Filed under: Blogs, Books, Ideas, Literature, Writing | Tags: Identity, Literature, Rant, Writing
Sound Taste’s latest entry, A Universal History of Infamy, sparked the motors this morning. A fantastic post. Not only does she point out a lacuna in American literary criticism (a patent “…lack of imagination”), she ties it to the poor habit that can’t seem to think of Latin American literature as anything other than magical realism.
It is a point well-worth reiterating.
Maybe it’s that Jose Saldivar’s”The Dialectics of Our America” is current subway reading and that precious spare time has become consumed with the meaning of identity in current ponderings, but this question of ‘realness’ as a cipher for a personal identity has been bothersome.

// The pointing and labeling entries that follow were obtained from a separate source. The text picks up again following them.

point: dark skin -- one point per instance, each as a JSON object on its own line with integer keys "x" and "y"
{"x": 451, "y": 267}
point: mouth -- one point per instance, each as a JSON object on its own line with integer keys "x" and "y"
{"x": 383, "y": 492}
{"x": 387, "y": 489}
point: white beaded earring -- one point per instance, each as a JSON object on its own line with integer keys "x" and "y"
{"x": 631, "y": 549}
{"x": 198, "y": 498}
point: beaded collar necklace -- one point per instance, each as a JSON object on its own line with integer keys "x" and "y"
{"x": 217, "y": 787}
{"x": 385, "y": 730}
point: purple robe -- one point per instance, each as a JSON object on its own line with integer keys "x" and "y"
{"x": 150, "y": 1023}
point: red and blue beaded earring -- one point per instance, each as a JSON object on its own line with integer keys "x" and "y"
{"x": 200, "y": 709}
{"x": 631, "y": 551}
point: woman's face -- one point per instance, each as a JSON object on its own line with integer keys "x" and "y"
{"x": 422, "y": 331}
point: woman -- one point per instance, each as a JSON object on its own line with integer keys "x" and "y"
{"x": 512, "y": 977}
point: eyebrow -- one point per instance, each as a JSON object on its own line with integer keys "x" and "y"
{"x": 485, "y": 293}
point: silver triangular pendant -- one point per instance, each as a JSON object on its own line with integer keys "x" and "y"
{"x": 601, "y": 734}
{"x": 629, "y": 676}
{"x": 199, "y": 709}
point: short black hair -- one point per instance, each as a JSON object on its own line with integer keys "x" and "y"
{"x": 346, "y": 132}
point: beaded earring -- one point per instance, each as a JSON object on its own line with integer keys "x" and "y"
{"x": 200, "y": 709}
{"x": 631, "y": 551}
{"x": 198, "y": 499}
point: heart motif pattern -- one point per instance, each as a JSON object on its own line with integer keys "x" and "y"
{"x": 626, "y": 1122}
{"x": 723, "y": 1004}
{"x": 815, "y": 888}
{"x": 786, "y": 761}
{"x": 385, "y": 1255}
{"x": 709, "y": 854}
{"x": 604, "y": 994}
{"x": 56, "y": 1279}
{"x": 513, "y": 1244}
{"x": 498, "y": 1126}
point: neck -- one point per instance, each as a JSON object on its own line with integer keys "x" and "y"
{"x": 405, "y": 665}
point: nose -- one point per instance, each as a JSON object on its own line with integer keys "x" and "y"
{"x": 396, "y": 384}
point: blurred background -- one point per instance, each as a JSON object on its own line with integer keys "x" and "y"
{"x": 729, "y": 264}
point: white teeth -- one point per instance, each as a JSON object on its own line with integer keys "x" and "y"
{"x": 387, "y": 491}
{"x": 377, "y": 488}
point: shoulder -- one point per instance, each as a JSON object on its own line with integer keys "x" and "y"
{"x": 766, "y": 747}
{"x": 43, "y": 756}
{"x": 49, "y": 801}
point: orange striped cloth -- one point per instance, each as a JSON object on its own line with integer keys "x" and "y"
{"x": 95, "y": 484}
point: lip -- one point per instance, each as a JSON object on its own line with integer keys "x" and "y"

Does the drive for ‘realness’ through appropriating the experience of ‘the other’ (well-intended or not) serve to fostering identity in the face of groundlessness? Another question: what are editors and marketers at the big (sinking) houses (and the critics they give free shit to) thinking when they promote crappy reading? It points to a market-driven logic that’s simply dizzying. Just a few paragraphs in, and we already find ourselves in a thicket of ethical issues regarding identity, commodity, and the production of meaning.
But maybe the dirty secret is that personal dirt sells books. The kookier the habit, the deeper the suffering, the better to move units under the guise of real criticism, the thought seems to go. Why not vindicate one’s moral superiority as a reader-observer in the manner we seem to enjoy watching train wrecks unfold nightly on reality television shows ginned up to produce such marvelous human drama?
Besides, why should I care if Bolaño shoveled smack? This 19th-century way of thinking that writing, even fiction, is a mode of self-disclosure is so bankrupt. It lends itself to the pseudo-profound thoughts that writing and language are simple reproductions or reflections of reality. What a cruel and depressing way to treat the gift of language.